Both of my parents were born and raised in East St. Louis, and my sister and I were both born there. Both of my parents came from Southern Illinois families who had moved to the “big city” during the 1910’s or 1920’s. Thousands of families flocked to East St. Louis during the early decades of the twentieth century.  Back then it was said that if you couldn’t find work in East St. Louis you just weren’t trying. Yet by the mid 1950’s white flight had begun, and by the 1990’s what remained was a virtual ghost town. In 1950 the city reached its peak population of 82,000.  In 2010 the population had shrunk to 27,000 – a little less than the population it had in 1900. 
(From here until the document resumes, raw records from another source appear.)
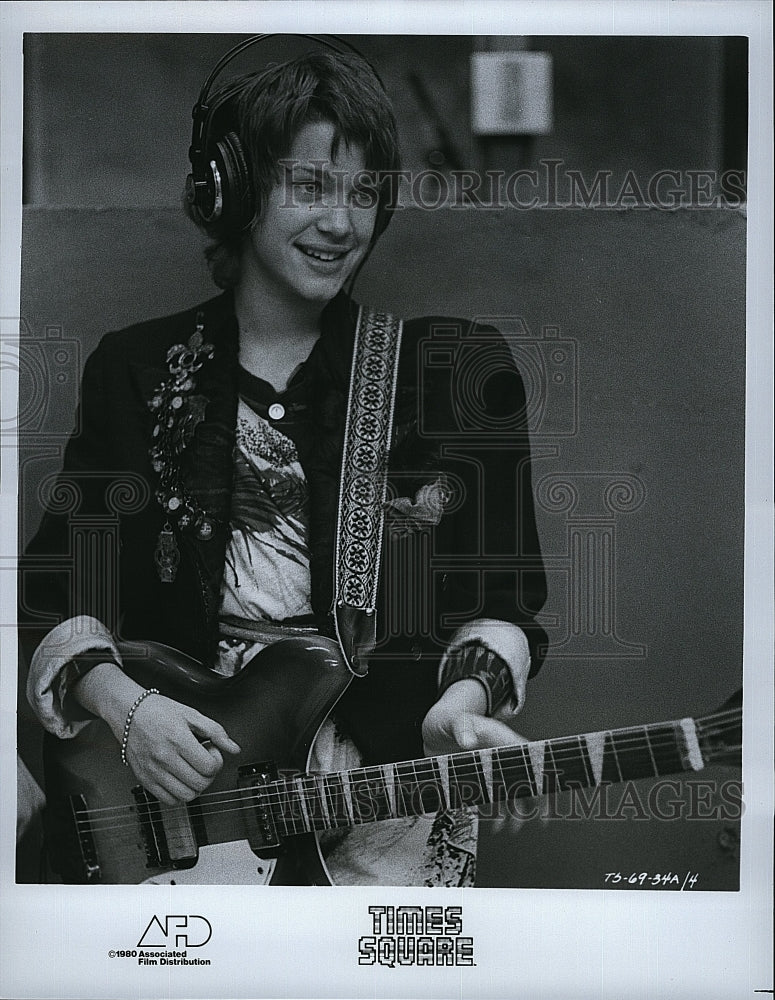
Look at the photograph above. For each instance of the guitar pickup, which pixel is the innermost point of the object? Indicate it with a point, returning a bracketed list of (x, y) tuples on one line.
[(260, 823), (167, 832)]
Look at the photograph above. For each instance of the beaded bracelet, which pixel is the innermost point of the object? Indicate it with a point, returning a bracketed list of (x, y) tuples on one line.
[(130, 715)]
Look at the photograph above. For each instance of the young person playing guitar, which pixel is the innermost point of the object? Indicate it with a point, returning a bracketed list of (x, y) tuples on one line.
[(230, 423)]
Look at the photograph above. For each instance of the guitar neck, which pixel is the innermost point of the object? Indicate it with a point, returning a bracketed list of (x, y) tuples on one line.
[(318, 802)]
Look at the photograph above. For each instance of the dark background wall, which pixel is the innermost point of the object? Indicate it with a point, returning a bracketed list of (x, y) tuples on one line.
[(650, 302)]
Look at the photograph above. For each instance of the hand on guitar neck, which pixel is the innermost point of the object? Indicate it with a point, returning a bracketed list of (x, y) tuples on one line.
[(459, 721), (164, 743)]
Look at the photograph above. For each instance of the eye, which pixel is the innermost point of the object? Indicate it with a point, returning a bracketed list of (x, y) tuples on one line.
[(307, 187)]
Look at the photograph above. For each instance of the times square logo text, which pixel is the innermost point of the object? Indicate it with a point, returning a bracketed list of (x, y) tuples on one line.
[(415, 935)]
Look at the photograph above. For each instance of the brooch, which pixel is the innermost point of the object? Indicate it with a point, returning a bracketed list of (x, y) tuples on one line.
[(404, 515), (178, 411)]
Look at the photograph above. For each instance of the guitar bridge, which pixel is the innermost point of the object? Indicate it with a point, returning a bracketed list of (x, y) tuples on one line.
[(90, 867), (260, 825), (168, 837)]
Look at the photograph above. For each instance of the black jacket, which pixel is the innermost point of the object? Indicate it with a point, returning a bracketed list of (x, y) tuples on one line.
[(460, 411)]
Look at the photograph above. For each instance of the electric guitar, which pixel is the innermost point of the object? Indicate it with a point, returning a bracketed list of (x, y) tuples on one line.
[(104, 828)]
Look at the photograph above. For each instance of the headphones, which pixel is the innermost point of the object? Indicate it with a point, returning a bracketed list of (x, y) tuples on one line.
[(219, 188)]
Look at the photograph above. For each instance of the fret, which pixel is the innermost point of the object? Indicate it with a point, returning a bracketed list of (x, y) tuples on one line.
[(368, 795), (466, 783), (302, 797), (338, 799), (321, 810), (612, 771), (517, 775), (666, 746), (650, 750), (692, 756), (441, 765), (484, 760), (636, 756), (595, 744), (570, 766), (389, 780), (536, 752), (419, 792)]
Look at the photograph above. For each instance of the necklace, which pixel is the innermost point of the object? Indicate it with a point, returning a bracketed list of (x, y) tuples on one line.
[(178, 412)]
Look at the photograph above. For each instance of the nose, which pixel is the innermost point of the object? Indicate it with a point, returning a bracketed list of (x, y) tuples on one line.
[(336, 222)]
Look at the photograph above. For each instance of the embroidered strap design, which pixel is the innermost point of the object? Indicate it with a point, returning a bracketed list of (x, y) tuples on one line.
[(364, 466)]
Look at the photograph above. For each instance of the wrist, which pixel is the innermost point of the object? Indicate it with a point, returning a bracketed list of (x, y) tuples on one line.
[(467, 694), (106, 691)]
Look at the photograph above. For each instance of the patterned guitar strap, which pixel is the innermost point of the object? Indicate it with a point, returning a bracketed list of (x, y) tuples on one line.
[(363, 485)]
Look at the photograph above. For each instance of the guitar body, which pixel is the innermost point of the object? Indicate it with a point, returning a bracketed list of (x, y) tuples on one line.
[(97, 830), (258, 821)]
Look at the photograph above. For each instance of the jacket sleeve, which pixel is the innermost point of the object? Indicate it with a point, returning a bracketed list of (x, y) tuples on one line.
[(488, 537), (67, 575)]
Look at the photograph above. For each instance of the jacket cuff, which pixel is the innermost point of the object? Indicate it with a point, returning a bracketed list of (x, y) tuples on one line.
[(506, 641), (52, 673)]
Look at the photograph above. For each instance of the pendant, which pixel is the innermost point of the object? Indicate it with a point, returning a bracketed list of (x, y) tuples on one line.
[(167, 555)]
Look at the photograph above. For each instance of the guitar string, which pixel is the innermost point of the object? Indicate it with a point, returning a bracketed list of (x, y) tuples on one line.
[(425, 767), (619, 742), (315, 823), (463, 765), (374, 785)]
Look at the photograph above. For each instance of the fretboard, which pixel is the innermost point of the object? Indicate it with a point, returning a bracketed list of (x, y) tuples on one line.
[(313, 803)]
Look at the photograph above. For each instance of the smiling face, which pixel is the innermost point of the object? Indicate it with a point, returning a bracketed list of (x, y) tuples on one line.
[(315, 228)]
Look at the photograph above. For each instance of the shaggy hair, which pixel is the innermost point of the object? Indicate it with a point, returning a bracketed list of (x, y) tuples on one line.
[(267, 110)]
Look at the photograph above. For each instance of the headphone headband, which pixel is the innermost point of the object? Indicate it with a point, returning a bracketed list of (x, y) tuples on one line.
[(219, 187)]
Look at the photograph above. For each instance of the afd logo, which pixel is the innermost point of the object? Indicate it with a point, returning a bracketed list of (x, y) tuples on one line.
[(188, 930)]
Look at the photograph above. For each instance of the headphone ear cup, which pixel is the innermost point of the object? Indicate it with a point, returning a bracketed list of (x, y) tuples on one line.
[(238, 201), (225, 204)]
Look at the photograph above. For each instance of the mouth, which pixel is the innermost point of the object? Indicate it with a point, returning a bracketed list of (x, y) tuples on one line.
[(324, 256)]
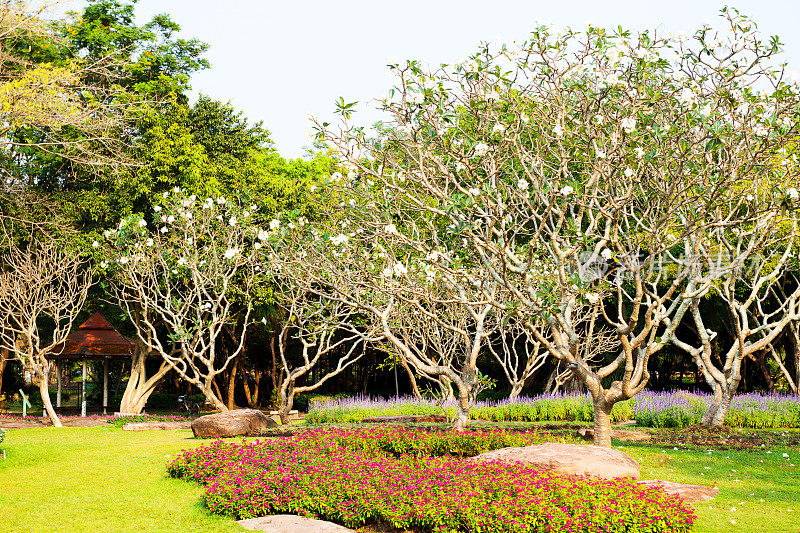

East St. Louis may hold the distinction of being the most failed city in the country.  These days the only people living there are those who cannot escape, and they are subjected to subhuman living conditions that should bring shame to us all. Residents suffer from multiple threats: air pollution from the chemical plants in nearby Sauget; lead, arsenic and mercury deposits in the soil from decades of industrial pollution; overflowing sewers that often back up into playgrounds, back yards and residents’ kitchen sinks; sporadic to nonexistent trash collection; an unbelievably high crime rate; and schools staffed by permanent substitute teachers earning only $10 grand a year.  Today the city is 98% black, a fact that allows most people in the area to shrug and roll their eyes, as if to say, “Whaddaya expect?” Interstate highways encircle the city, allowing anyone traveling east or west, north or south, to completely bypass the city with nothing but a brief glimpse of abandoned streets and factories. It is impossible to talk about East St. Louis without talking about race, but the story is much more complicated than that, because this is a city that was failing even when it was succeeding, inasmuch as the seeds of its ultimate demise were planted from the very beginning.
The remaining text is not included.